Arguments to \code{...} which are passed to method \code{initialize} of class
\code{sysBiolAlg_mtf} are described in the Details section.
}
\section{Slots}{
\describe{
\item{\code{maxobj}:}{Object of class \code{"numeric"}
containing optimized objective values.
}
\item{\code{problem}:}{Object of class \code{"optObj"}
containing the problem object.
}
\item{\code{algorithm}:}{Object of class \code{"character"}
containing the name of the algorithm.
}
\item{\code{nr}:}{Object of class \code{"integer"}
containing the number of rows of the problem object.
}
\item{\code{nc}:}{Object of class \code{"integer"}
containing the number of columns of the problem object
}
\item{\code{fldind}:}{Object of class \code{"integer"}
pointers to columns (variables) representing a flux (reaction) in the
original network. The variable \code{fldind[i]} in the problem object
represents reaction \code{i} in the original network.
}
\item{\code{alg_par}:}{Object of class \code{"list"}
containing a named list containing algorithm specific parameters.
}
}
}
\section{Extends}{
Class \code{"\linkS4class{sysBiolAlg}"}, directly.
}
\section{Methods}{
\describe{
\item{changeMaxObj}{\code{signature(object = "sysBiolAlg_mtf")}:
change current objective value to the \eqn{j}th value given in slot
\code{maxobj}. Argument \code{j} must be in \code{[1:length(maxobj)]}.
}
}
}
\details{
The \code{initialize} method has the following arguments:
\describe{
\item{model}{
An object of class \code{\linkS4class{modelorg}}.
}
\item{wtobj}{
A single numeric value giving the optimal value.
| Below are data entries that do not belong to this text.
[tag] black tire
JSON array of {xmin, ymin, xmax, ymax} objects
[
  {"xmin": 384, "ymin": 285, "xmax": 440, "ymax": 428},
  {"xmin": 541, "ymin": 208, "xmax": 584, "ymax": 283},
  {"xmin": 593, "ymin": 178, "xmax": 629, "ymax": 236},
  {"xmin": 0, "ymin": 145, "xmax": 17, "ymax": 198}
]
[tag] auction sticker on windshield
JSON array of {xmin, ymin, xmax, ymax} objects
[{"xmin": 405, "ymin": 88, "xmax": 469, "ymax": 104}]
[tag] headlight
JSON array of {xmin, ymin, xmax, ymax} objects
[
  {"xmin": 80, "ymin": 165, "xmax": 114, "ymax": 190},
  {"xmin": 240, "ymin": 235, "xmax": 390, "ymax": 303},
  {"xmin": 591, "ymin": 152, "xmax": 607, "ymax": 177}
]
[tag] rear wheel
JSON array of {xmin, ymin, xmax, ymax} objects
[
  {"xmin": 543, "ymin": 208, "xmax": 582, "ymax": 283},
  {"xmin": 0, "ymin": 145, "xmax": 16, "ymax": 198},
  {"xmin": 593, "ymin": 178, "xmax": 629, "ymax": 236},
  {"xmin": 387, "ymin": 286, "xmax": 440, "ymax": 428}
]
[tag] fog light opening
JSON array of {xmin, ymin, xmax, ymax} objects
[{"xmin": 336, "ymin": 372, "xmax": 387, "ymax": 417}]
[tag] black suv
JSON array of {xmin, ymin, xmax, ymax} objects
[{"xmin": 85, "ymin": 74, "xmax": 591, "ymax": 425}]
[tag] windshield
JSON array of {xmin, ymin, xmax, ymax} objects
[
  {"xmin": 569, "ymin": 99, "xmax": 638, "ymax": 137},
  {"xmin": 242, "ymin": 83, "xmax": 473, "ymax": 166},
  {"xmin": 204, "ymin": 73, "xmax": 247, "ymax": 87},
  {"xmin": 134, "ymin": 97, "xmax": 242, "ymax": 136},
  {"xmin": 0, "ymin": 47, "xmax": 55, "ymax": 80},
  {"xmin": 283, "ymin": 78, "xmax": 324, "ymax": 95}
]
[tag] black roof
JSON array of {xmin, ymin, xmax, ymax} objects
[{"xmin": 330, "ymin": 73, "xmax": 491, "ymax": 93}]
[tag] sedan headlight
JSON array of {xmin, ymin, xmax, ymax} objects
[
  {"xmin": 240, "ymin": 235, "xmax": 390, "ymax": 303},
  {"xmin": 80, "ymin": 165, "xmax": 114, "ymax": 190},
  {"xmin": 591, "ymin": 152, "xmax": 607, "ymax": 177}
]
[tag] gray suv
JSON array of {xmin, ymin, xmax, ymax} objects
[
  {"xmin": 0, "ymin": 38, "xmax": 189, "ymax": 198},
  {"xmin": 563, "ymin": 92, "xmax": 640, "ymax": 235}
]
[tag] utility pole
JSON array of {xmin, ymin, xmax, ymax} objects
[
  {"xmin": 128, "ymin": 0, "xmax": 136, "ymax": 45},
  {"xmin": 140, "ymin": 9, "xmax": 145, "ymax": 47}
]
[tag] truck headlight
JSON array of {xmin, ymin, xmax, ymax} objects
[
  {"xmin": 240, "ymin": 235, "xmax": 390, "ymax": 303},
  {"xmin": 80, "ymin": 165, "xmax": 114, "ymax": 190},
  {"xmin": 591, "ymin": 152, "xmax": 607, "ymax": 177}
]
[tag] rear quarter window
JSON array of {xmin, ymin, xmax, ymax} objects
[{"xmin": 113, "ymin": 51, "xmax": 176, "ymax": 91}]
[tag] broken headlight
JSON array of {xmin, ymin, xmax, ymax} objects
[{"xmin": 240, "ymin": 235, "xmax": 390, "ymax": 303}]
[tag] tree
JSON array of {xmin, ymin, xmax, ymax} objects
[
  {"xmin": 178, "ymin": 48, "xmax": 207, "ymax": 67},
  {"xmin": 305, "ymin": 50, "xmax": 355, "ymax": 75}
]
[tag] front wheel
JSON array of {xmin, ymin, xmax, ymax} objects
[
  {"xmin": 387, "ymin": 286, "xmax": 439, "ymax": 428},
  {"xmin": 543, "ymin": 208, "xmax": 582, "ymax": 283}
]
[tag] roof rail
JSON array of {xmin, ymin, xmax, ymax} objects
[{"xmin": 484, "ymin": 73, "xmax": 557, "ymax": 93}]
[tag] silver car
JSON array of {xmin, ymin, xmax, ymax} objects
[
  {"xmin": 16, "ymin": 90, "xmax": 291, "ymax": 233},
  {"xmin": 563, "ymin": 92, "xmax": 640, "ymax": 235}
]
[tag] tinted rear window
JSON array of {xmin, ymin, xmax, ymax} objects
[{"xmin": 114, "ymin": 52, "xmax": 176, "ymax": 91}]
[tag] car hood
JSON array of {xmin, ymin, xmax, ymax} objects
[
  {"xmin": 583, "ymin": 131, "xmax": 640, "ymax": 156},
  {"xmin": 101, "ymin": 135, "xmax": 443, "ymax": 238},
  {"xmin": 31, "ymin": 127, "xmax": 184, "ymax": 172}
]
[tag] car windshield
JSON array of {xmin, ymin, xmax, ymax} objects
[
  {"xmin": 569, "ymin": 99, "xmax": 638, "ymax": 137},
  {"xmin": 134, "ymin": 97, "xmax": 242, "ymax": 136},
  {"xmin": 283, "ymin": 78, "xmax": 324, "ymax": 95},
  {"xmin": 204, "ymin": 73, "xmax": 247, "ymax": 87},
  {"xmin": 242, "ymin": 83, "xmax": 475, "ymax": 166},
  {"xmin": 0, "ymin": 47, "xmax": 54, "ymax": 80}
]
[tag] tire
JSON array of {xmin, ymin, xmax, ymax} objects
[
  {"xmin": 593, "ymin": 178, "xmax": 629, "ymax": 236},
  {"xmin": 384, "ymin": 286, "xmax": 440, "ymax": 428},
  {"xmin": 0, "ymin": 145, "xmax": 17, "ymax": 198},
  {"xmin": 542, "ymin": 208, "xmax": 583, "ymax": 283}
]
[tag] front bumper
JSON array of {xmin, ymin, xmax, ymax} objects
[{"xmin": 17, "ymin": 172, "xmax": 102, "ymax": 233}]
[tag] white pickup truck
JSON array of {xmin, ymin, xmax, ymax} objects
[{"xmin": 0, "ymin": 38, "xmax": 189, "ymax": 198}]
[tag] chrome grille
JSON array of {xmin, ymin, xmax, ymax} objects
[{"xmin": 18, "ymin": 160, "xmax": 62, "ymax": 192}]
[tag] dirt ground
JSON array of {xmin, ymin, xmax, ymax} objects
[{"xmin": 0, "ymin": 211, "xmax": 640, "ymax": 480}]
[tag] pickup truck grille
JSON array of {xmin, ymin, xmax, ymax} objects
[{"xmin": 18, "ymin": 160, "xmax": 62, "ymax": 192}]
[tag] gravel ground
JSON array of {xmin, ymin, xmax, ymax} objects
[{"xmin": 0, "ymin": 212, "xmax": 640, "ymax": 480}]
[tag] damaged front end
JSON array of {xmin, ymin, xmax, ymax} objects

If missing, a default
value is computed based on FBA. If given, arguments \code{solver} and
\code{method} are used, but \code{solverParm} is not.\cr
Default: \code{NULL}.
}
\item{react}{
Arguments \code{react}, \code{lb} and \code{ub} are used, if argument
\code{wtobj} is \code{NULL}, meaning: no previous objective value is
given. Objective values will be calculated via \code{\link{fba}} using
the parameters given in \code{react}, \code{lb} and \code{ub}.\cr
Default: \code{NULL}.
}
\item{lb}{
See argument \code{react}.\cr
Default: \code{NULL}.
}
\item{ub}{
See argument \code{react}.\cr
Default: \code{NULL}.
}
\item{costcoeffw}{
A numeric vector containing cost coefficients for all variables (forward
direction). If set to \code{NULL}, all cost coefficients are set to
\code{1}, so that all variables have the same impact on the objective
function.\cr
Default: \code{NULL}.
}
\item{costcoefbw}{
A numeric vector containing cost coefficients for all variables (backward
direction). If set to \code{NULL}, all cost coefficients are set to the
values given in \code{costcoeffw}.\cr
Default: \code{NULL}.
}
\item{absMAX}{
A single numerical value used as a maximum value for upper variable
and contraint bounds.\cr
Default: \code{SYBIL_SETTINGS("MAXIMUM")}.
}
\item{useNames}{
A single boolean value. If set to \code{TRUE}, variables and constraints
will be named according to \code{cnames} and \code{rnames}. If set to
\code{NULL}, no specific variable or constraint names are set.\cr
Default: \code{SYBIL_SETTINGS("USE_NAMES")}.
}
\item{cnames}{
A character vector giving the variable names. If set to \code{NULL},
the reaction id's of \code{model} are used.\cr
Default: \code{NULL}.
}
\item{rnames}{
A character vector giving the constraint names. If set to \code{NULL},
the metabolite id's of \code{model} are used.\cr
Default: \code{NULL}.
}
\item{pname}{
A single character string containing a name for the problem object.\cr
Default: \code{NULL}.
}
\item{scaling}{
Scaling options used to scale the constraint matrix. If set to
\code{NULL}, no scaling will be performed
(see \code{\link{scaleProb}}).\cr
Default: \code{NULL}.
}
\item{writeProbToFileName}{
A single character string containing a file name to which the problem
object will be written in LP file format.\cr
Default: \code{NULL}.
}
\item{...}{
Further arguments passed to the initialize method of
\code{\linkS4class{sysBiolAlg}}. They are \code{solver},
\code{method} and \code{solverParm}.
}
}
The problem object is built to be capable to perform minimize total flux
with a given model, which is basically the solution of a linear programming
problem
\deqn{%
\begin{array}{rll}%
\min & \begin{minipage}[b]{2.5em}
\[
\sum_{i=1}^n cost_i |v_i|
\]
\end{minipage} \\[2em]
\mathrm{s.\,t.} & \mbox{\boldmath$Sv$\unboldmath} = 0 \\[1ex]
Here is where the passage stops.